In order to explain our ruling on the motions and offers of proof it is necessary to review the prodeedings in the case which occurred prior to trial.
Petitioners, on December 28, 1970, filed a motion to dismiss for lack of jurisdiction urging that the statutory notice of deficiency was not mailed according to law. 3
The motion to dismiss was set for hearing in Los Angeles, California, on May 4, 1971, at which time testimony was taken and arguments presented. The Court ordered the parties to file briefs and after consideration of the briefs, the Court on October 18, 1971, filed its findings of fact and opinion in which it denied petitioners' motion to dismiss for lack of jurisdiction. The opinion is reported at 57 T.C. 102">57 T.C. 102. In accordance with our opinion we entered an order denying petitioners' motion to dismiss. Petitioners filed no motion for retrial, no motion for further trial, nor motion for reconsideration within 30 days after the opinion was served as they were permitted*270 to do by Rule 19(e) of the Court's Rules of Practice. A motion filed within such 30 day period does not require special leave of the Court. Instead, petitioners appealed the order denying petitioners' motion to dismiss to the United States Court of Appeals for the Ninth Circuit. On January 2, 1972, that court dismissed the appeal for lack of jurisdiction without prejudice to the right of petitioners to seek review of a final decision or appealable order of this Court.

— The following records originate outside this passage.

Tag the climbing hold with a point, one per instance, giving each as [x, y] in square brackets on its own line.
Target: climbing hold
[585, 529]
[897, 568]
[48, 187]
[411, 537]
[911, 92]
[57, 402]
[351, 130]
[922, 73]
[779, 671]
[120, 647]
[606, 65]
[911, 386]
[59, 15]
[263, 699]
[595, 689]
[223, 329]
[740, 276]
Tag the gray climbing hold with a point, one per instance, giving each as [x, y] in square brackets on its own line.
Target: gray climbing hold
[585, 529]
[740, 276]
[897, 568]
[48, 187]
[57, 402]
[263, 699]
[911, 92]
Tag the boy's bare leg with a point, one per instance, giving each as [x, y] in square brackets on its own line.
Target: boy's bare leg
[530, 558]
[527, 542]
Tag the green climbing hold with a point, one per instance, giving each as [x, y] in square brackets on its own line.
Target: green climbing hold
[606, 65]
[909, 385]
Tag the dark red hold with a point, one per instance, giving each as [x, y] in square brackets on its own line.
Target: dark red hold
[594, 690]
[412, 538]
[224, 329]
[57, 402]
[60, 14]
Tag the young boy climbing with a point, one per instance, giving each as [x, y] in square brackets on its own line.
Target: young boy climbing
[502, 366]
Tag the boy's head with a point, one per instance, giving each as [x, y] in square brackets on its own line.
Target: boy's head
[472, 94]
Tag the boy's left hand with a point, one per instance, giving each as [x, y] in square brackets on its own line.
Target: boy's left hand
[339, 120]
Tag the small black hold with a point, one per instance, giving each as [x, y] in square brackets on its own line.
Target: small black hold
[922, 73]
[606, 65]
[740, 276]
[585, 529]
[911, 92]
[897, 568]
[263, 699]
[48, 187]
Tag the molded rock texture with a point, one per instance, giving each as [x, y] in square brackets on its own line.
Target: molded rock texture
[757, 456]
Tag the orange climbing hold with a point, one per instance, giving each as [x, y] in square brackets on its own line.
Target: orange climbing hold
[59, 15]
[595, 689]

The thrust of petitioners' motion for reconsideration and renewal of motion to dismiss is based upon the same premise as that urged in the prior hearing, namely, that the statutory notice of deficiency was defective. In the 4 prior hearing petitioners urged that because the statutory notice was mailed to an incorrect address the Court lacked jurisdiction. They now urge that because the notice was defective for the identical reason, the mailing of the statutory notice did not suspend the running of the period of limitations on assessment of the tax and additions to tax under section 6503(a) (1) and, therefore, the period of limitations has now expired and assessment is barred by reason of section 6501(a). This, *271 petitioners argue, is a plea in bar rather than a challenge to the jurisdiction of the Court. We fail to see how petitioners' theory differs in the second hearing from that advanced by them in the first hearings except as to the relief prayed for. The distinction in the relief prayed for has no bearing on the issue of fact to be decided, namely, was the statutory notice of deficiency valid.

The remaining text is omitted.